Jakarta, 24 Juni 2025: Sukses besar pelaksanaan Ujian Masuk Perguruan Tinggi Keagamaan Islam Negeri (UM-PTKIN) 2025 menjadi momen strategis kebangkitan pendidikan Islam di Indonesia. Dalam forum Rapat Koordinasi dan Sidang Kelulusan Nasional UM-PTKIN 2025 di Hotel Haris Vertu Harmoni Jakarta, Sekretaris Jenderal Kementerian Agama RI, Prof. Dr. Phil. H. Kamaruddin Amin, M.A., menyampaikan seruan penting: saatnya PTKIN tampil sebagai aktor global sekaligus penjaga nilai kerukunan bangsa.

UM-PTKIN 2025 tercatat berlangsung sukses, lancar, dan kondusif. Ketua Panitia Nasional PMB UM-PTKIN 2025, Prof. Dr. H. Masnun Tahir, M.Ag., melaporkan bahwa tingkat kehadiran peserta sangat tinggi, menunjukkan kepercayaan publik yang semakin menguat terhadap sistem seleksi nasional di lingkungan PTKIN.

“Ini bukan sekadar seleksi masuk mahasiswa, tetapi momentum penting yang mencerminkan keseriusan kita dalam membangun masa depan pendidikan Islam yang unggul dan kompetitif,” ujar Sekjen Kemenag dalam arahannya.

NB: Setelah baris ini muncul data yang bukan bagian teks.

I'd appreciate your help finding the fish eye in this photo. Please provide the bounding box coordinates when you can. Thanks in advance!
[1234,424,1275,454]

Lebih jauh, Sekjen menegaskan bahwa PTKIN harus bertransformasi menjadi institusi pendidikan tinggi yang bertaraf global. “Kita tidak bisa terus berada di zona nyaman. Globalisasi pendidikan tinggi adalah keniscayaan. PTKIN harus menjadi mercusuar peradaban Islam dunia,” tandasnya penuh semangat.

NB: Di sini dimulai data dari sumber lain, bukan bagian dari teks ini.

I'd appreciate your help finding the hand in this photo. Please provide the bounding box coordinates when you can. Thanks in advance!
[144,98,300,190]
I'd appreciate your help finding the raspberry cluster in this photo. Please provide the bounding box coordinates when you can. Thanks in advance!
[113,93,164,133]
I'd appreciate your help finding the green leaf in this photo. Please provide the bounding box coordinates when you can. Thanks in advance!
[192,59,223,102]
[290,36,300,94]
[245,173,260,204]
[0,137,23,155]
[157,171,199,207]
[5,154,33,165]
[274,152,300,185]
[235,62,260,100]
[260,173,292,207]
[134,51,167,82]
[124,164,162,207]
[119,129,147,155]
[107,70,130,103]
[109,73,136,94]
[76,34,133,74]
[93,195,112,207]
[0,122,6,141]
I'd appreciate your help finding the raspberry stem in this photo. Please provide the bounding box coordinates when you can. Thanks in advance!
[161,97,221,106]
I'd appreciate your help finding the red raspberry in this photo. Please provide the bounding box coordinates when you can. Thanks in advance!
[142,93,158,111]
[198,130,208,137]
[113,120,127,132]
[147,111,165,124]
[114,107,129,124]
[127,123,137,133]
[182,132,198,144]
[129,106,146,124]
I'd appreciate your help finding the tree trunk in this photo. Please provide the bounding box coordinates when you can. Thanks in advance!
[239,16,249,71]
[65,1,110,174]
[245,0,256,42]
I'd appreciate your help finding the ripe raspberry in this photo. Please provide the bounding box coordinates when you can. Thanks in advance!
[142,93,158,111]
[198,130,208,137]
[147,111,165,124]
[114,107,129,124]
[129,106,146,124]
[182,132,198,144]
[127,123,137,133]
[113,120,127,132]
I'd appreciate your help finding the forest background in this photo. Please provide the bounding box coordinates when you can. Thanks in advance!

Dalam kerangka tersebut, dua agenda besar diusung: akselerasi internasionalisasi PTKIN dan revitalisasi Trilogi Kerukunan Jilid Dua, yakni kerukunan antarsesama manusia, harmoni dengan alam, dan hubungan spiritual dengan Tuhan. Ketiganya akan dijadikan pijakan nilai dalam desain besar pendidikan Islam masa depan yang moderat, berkelanjutan, dan relevan dengan tantangan zaman.

Direktur Pendidikan Tinggi Keagamaan Islam, Prof. Dr. Phil. Sahiron, M.A., menambahkan bahwa pihaknya telah menyiapkan langkah strategis, mulai dari pengembangan program studi baru yang responsif, perluasan sistem pembelajaran jarak jauh (PJJ), hingga penguatan program magang berbasis industri.

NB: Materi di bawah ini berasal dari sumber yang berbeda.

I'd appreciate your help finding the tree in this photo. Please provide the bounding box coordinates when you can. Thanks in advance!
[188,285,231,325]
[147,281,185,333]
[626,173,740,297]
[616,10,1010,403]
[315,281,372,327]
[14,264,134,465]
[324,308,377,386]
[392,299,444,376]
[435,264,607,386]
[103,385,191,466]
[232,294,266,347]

“Kita tidak bisa membiarkan lulusan PTKIN terjebak dalam ketidakpastian dunia kerja. Perlu disiapkan karakter, keterampilan, dan mentalitas unggul sejak dini,” tegasnya.

Rapat koordinasi ini dihadiri oleh para rektor, ketua, dan wakil rektor bidang akademik dari seluruh PTKIN di Indonesia, serta menjadi ruang konsolidasi nasional dalam menyatukan langkah menuju arah baru: PTKIN yang mendunia dan nilai-nilai keislaman yang membumi.